Idioten
Bewertung: 2 Punkt(e)
Ich sitze auf einem Stuhl in unserem Foyer und lese. Ich hasse diesen Tag, da ich gezwungen werde 3 Schulstunden zu warten. Auf Unterricht bei einem Lehrer dessen Stunden man einzig und allein aus Mitleid besucht. Viel Zeit zu warten. Ich sitze in einer Ecke aus der es gut möglich ist, das gesamte Foyer zu überblicken, ich mag solche Plätze. Viel Zeit zu denken, das Buch, eine schwarze Parodie über den Amerikanischen Traum. Vereinzelt huschen Schüler quer durch das Foyer, auf der verzweifelten Suche nach dem richtigen Raum.
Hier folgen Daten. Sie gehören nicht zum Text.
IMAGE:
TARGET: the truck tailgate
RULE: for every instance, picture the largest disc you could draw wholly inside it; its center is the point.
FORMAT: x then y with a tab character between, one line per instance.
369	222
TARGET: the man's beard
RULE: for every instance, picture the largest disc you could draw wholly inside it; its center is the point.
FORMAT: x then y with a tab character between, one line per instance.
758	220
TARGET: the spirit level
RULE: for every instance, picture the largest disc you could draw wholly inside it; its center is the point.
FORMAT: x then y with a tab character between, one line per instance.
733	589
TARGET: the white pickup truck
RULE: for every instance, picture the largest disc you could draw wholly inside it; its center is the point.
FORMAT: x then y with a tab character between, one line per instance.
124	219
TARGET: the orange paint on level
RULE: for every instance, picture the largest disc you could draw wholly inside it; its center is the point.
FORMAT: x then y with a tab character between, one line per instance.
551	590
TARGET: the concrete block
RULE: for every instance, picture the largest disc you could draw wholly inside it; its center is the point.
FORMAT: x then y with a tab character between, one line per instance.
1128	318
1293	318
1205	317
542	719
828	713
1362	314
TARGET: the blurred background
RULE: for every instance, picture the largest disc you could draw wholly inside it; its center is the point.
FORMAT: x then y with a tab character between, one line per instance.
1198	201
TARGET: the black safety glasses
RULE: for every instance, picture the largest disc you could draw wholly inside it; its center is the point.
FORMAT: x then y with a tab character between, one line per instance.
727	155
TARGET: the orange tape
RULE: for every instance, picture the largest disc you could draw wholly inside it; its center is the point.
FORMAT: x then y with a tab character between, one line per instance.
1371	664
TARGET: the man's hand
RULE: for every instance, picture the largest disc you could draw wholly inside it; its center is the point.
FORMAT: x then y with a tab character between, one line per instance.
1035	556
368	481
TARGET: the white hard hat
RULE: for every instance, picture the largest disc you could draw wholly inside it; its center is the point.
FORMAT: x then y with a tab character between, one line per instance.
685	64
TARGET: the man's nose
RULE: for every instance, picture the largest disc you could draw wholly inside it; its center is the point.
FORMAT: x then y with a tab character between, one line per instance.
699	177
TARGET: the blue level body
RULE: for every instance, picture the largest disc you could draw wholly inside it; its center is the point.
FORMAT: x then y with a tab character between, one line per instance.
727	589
Sie entgehen jedoch nicht meiner 100% sicheren Sofortanalyse: ?Alles Trottel.?
Wie ist es, als Mensch auf der Welt zu sein, mit dem primären Ziel von niemandem wahrgenommen zu werden? Jeder andere Mensch mit aufrechtem Gang verkörpert eine Gefahr für dieses geprügelte Wesen, provokante Gesten, lautes lachen, die reinste Qual.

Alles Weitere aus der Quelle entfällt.